I think both of us have a "design" background?? For me, I always separate designers from artists. I tend to think of artists as gifted magicians who create something out of nothing.. but designers.. they are orderers. Their whole thing is about taking objects that already exist and placing them into relationships with each other in complementary ways. A good design, as they say, is greater than the sum of its parts. This ability translates, I think, into things like rearranging furniture in a room, or looking in the refrigerator for something to cook and working with the pieces that you pull out.

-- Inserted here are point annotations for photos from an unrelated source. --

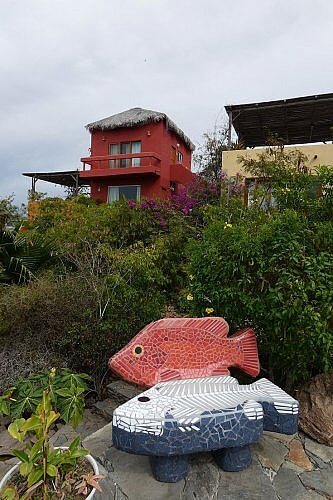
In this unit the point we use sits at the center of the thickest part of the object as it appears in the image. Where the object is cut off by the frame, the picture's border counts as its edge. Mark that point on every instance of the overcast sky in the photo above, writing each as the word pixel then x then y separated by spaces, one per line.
pixel 65 63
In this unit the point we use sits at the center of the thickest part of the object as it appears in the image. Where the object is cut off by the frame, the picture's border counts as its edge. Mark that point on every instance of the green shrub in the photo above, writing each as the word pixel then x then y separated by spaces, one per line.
pixel 67 395
pixel 276 276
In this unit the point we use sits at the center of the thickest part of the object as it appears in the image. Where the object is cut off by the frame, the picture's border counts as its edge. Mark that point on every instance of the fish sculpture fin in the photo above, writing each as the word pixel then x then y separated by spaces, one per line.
pixel 247 342
pixel 168 374
pixel 214 325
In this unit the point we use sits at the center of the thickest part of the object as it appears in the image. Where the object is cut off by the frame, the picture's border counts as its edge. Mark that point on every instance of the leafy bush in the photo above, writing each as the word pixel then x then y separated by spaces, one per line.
pixel 66 392
pixel 21 255
pixel 276 276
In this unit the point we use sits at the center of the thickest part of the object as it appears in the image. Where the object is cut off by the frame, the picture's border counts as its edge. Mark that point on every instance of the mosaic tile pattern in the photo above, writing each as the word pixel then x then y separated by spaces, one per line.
pixel 184 348
pixel 194 405
pixel 176 418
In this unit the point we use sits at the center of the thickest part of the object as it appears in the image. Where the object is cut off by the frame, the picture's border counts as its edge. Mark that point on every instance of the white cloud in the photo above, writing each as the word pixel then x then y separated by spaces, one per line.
pixel 66 63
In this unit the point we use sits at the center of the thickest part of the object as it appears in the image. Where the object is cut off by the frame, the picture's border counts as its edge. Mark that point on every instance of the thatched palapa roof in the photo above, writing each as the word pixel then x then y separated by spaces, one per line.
pixel 134 118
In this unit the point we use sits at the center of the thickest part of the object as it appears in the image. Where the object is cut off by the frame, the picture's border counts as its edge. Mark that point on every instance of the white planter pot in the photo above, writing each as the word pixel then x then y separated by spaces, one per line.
pixel 14 469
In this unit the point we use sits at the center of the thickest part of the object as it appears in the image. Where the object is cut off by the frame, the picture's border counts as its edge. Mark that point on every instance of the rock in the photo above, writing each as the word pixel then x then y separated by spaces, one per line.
pixel 91 422
pixel 283 438
pixel 249 484
pixel 121 391
pixel 325 453
pixel 319 480
pixel 100 441
pixel 316 408
pixel 287 485
pixel 203 478
pixel 132 477
pixel 298 456
pixel 271 453
pixel 105 408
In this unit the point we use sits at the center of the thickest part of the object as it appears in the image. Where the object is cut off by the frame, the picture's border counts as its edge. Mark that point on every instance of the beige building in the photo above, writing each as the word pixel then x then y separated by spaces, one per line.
pixel 302 123
pixel 317 154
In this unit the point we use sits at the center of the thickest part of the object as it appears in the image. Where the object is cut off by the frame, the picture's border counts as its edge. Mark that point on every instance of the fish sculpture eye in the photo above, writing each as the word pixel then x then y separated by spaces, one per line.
pixel 138 351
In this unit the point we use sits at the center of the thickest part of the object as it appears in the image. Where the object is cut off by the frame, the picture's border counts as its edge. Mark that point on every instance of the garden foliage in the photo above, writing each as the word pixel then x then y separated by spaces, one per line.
pixel 115 268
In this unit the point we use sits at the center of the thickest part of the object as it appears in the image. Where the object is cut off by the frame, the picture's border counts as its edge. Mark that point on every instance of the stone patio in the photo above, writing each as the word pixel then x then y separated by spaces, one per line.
pixel 283 467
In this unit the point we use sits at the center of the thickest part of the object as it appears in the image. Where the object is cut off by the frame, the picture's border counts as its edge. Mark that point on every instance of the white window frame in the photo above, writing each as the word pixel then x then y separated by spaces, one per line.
pixel 138 191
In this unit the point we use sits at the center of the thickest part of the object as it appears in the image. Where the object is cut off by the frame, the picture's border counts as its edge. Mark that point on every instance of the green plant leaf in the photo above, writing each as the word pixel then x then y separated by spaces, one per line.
pixel 15 429
pixel 36 450
pixel 21 455
pixel 51 418
pixel 75 444
pixel 10 493
pixel 52 470
pixel 26 468
pixel 32 424
pixel 35 475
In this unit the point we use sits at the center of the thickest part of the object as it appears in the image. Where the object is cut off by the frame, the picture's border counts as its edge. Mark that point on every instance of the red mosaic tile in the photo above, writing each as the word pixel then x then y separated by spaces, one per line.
pixel 182 348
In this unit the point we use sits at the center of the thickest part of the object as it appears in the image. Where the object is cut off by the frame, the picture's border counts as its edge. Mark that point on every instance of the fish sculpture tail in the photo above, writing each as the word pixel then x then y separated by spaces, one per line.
pixel 247 344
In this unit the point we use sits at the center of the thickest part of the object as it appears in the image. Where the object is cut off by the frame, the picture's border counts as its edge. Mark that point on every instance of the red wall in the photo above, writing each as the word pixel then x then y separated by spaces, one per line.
pixel 154 138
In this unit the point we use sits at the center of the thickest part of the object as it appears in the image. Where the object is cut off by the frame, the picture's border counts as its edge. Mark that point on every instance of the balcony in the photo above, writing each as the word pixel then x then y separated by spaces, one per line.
pixel 121 165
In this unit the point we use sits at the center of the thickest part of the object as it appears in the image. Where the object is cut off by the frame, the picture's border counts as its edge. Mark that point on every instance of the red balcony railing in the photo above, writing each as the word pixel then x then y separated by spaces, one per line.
pixel 133 160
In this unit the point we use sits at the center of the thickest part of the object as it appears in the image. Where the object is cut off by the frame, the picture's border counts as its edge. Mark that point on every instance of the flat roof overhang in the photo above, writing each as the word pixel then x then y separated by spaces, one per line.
pixel 68 178
pixel 300 120
pixel 120 172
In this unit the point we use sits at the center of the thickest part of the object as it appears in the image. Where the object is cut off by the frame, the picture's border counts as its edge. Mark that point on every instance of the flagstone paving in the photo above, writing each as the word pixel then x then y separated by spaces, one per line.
pixel 283 468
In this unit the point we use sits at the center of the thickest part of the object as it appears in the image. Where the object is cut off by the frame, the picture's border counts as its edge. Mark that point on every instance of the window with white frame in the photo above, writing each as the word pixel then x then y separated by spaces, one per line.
pixel 130 147
pixel 131 192
pixel 179 157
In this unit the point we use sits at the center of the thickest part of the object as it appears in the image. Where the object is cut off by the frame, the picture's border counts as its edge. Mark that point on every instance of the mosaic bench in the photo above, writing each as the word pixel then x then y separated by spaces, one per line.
pixel 173 419
pixel 193 404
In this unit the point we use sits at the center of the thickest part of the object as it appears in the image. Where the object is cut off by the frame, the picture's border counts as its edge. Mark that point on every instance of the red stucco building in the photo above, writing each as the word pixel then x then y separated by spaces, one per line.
pixel 137 153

I think this same desire to place things into relationships and build meaning out of them is part of the "magic" of tarot, and I imagine that it is particularly attractive to those with design sensibilities.

The ability to read a spread is like the ability to see the relationships between elements on the page, to identify the parts that are communicating... be it via colour, or shape or proximity. Similarities and differences are accentuated, and a story is formed that explains the found collection of objects. I think there is, at least in a lot of humans, a desire to order, to make sense of what does not at first seem to have any. I know that I feel reluctance to leave something until I feel that I've got some sense order attached to it, even if it is the conclusion that it doesn't actually make sense after all.